In this research work, the mechanical properties of high-strength
self-compacting concrete (HSSCC) were studied. Three mixes were selected,
having compressive strengths of more than 70, 80, and 90 MPa, respectively.
For these three mixes, the stress–strain characteristics were
studied by casting cylinders. It was observed during the testing that
the binder content and water-to-binder ratio influence the strength
of HSSCC, and slow changes in stress–strain curves were seen
as the strength increased. The use of HSSCC results in reduced bond
cracking, leading to a more linear and steeper stress–strain
curve in the ascending branches as the strength of the concrete increases.

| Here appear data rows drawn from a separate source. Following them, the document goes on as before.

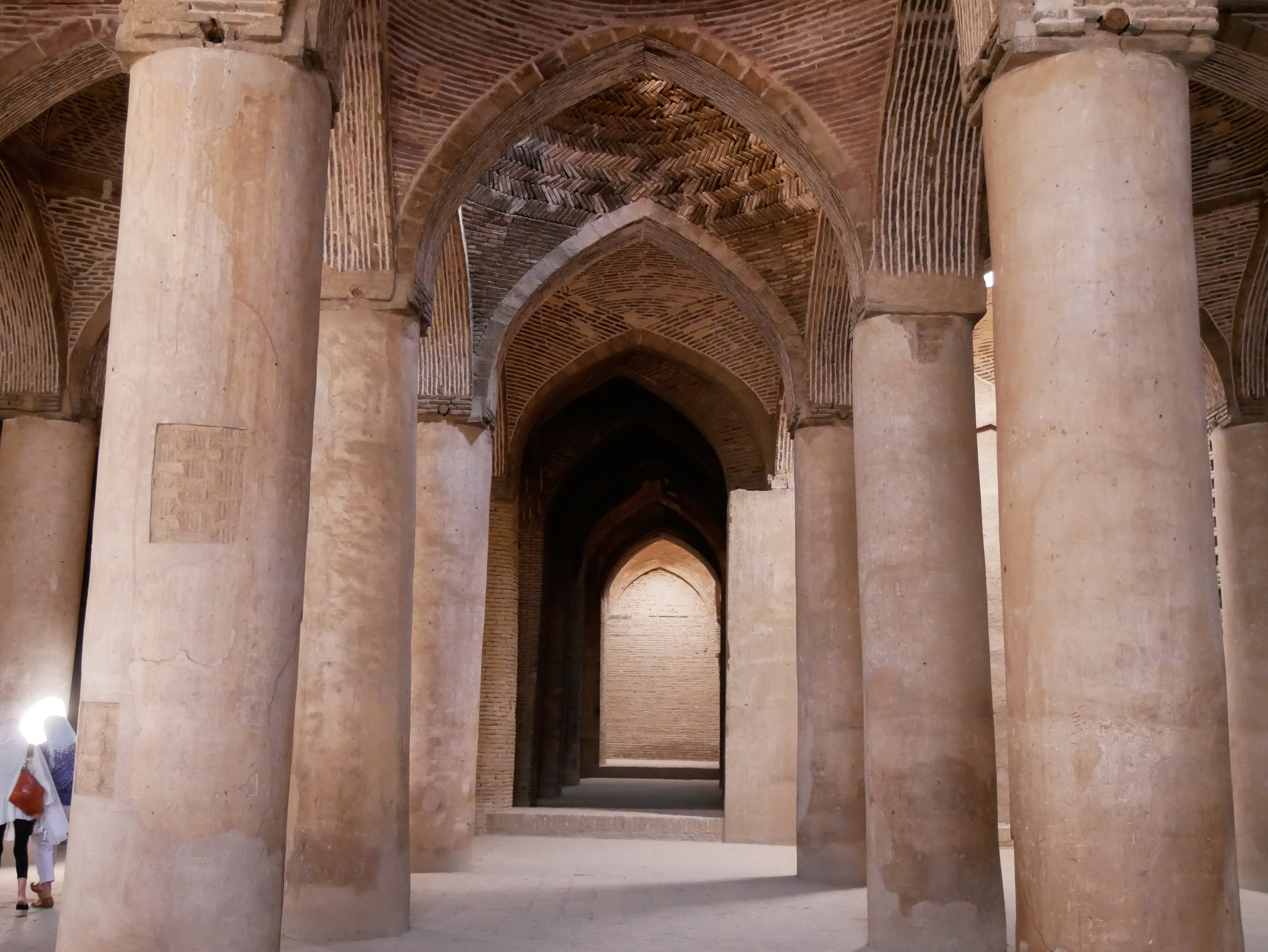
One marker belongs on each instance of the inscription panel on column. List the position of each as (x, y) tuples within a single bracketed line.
[(98, 743), (196, 493)]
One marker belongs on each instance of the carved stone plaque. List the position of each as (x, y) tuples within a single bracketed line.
[(196, 493), (97, 752)]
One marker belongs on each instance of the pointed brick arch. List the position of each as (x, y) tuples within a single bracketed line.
[(642, 221), (717, 402), (55, 65), (589, 64)]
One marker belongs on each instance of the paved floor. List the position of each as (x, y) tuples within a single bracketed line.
[(698, 798), (534, 894)]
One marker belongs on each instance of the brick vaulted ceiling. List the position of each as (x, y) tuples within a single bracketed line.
[(646, 137), (444, 58)]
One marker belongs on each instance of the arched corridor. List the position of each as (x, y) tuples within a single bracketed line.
[(714, 473)]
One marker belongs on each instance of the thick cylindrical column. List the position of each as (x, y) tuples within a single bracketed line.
[(831, 796), (198, 548), (1242, 532), (1123, 804), (934, 880), (451, 567), (46, 484), (348, 873)]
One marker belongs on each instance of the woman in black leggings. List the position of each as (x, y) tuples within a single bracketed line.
[(13, 757), (21, 837)]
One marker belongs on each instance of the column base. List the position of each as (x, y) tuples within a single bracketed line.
[(442, 861)]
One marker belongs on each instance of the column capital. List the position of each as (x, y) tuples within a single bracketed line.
[(456, 410), (925, 295), (306, 32), (1025, 31), (811, 414)]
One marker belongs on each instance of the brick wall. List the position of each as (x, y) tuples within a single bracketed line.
[(495, 761), (661, 638)]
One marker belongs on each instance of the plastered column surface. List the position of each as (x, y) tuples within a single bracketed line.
[(760, 799), (451, 568), (1242, 530), (46, 484), (348, 874), (934, 878), (1123, 804), (198, 548), (831, 816)]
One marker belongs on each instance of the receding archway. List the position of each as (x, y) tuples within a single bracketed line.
[(661, 647)]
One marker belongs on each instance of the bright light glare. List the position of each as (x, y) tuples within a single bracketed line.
[(33, 720)]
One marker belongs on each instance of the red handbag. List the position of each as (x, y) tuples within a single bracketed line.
[(27, 794)]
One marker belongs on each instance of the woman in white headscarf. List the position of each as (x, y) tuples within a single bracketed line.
[(59, 755), (13, 757)]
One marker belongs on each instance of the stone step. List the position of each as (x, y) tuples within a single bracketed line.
[(603, 825)]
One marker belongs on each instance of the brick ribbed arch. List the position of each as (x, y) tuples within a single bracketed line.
[(55, 65), (642, 221), (589, 64), (718, 404)]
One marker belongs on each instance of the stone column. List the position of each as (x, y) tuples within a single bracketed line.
[(1242, 532), (1123, 804), (348, 873), (831, 817), (934, 879), (451, 568), (198, 553), (760, 748), (46, 484)]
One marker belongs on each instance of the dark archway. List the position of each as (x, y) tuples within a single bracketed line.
[(610, 471)]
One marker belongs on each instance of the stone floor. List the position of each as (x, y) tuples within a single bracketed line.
[(529, 894)]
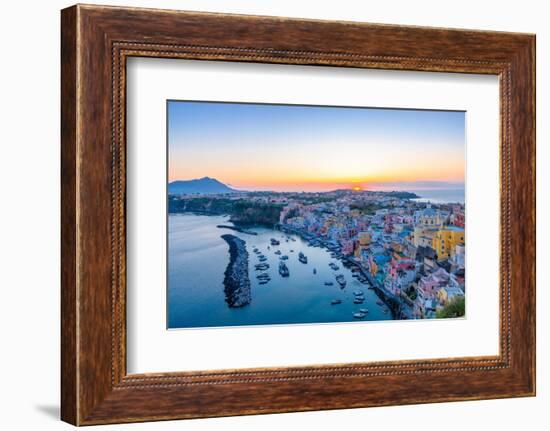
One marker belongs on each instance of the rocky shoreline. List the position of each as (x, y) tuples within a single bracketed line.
[(236, 281)]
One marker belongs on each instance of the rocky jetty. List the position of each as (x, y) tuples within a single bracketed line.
[(236, 281)]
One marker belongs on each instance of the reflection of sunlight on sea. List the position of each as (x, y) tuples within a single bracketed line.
[(197, 261)]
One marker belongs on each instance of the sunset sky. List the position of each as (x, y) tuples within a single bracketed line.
[(311, 148)]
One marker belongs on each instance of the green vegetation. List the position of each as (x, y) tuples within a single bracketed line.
[(411, 293), (455, 308)]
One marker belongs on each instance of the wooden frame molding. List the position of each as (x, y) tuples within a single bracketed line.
[(95, 43)]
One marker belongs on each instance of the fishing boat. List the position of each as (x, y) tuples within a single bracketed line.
[(341, 280), (283, 269)]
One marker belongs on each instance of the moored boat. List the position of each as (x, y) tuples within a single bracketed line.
[(283, 269), (341, 280)]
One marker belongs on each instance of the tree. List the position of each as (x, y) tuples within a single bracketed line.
[(455, 308)]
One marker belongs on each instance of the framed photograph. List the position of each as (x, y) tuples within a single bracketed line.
[(324, 214)]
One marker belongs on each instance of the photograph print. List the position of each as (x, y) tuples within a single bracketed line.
[(298, 214)]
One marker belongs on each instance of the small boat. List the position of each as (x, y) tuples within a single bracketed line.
[(283, 269), (341, 280)]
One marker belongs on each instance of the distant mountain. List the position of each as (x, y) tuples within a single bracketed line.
[(203, 185)]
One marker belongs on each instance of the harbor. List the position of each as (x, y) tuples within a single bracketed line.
[(310, 293)]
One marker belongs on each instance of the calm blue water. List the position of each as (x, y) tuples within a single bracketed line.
[(197, 258), (442, 196)]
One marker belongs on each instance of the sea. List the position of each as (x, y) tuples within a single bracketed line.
[(198, 257), (440, 196)]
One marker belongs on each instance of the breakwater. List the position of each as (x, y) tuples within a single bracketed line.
[(236, 278), (236, 229)]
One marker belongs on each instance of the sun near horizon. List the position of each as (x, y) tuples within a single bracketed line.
[(312, 148)]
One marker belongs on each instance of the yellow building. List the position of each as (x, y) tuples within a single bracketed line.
[(446, 239), (364, 238)]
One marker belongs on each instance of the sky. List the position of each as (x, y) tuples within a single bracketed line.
[(315, 148)]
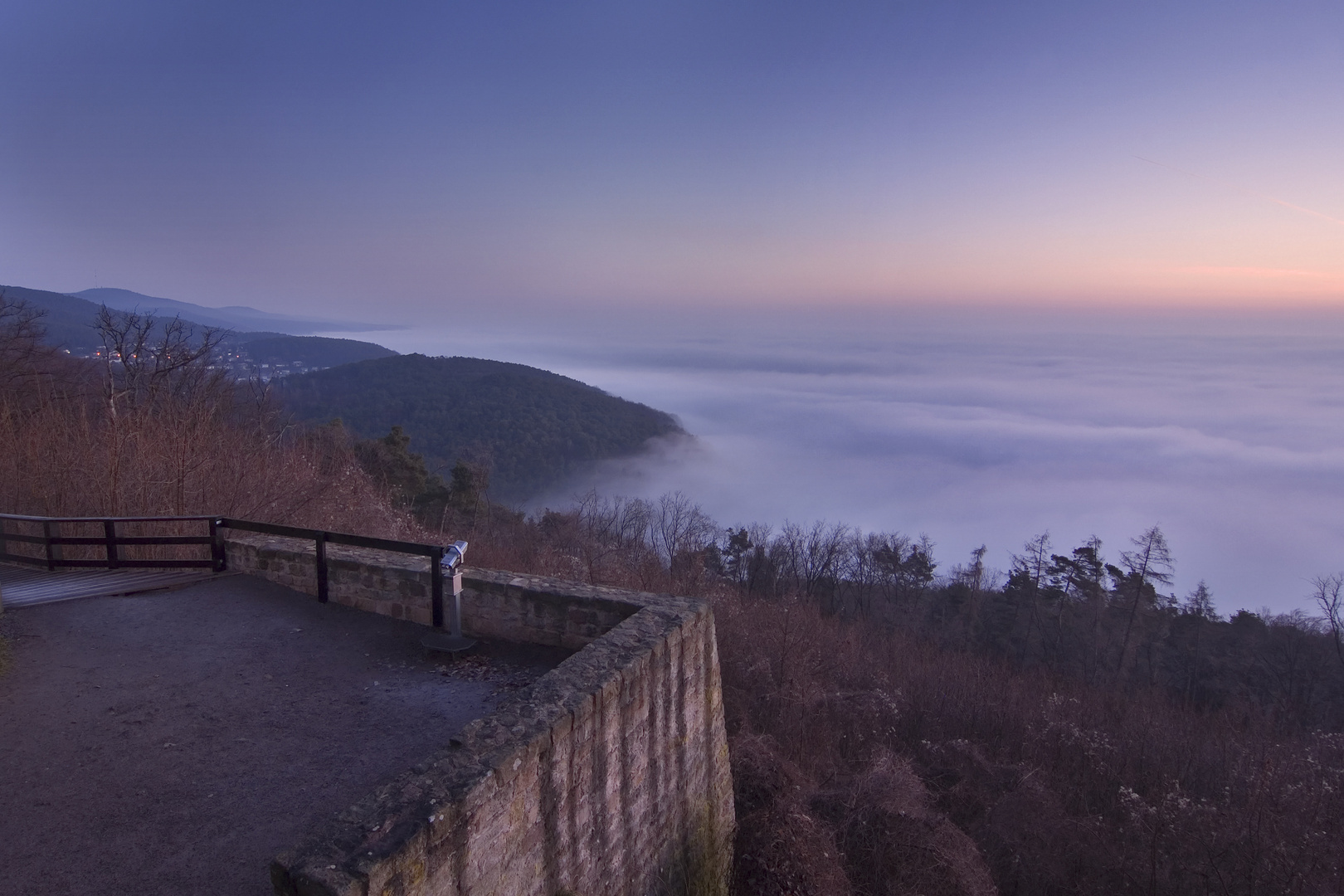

Elastic properties such as modulus of elasticity and Poisson’s
ratio of HSSCC were calculated using experimental data. In HSSCC,
since the aggregate content is lower and the size of the aggregates
is smaller, it will have a lower modulus of elasticity compared to
normal vibrating concrete (NVC). Thus, an equation is proposed from
the experimental results for predicting the modulus of elasticity
of HSSCC. The results suggest that the proposed equation for predicting
the elastic modulus of HSSCC for strengths ranging from 70 to 90 MPa
is valid. It was also observed that the Poisson’s ratio values
for all three mixes of HSSCC were found to be lower than the typical
value for NVC, indicating a higher degree of stiffness.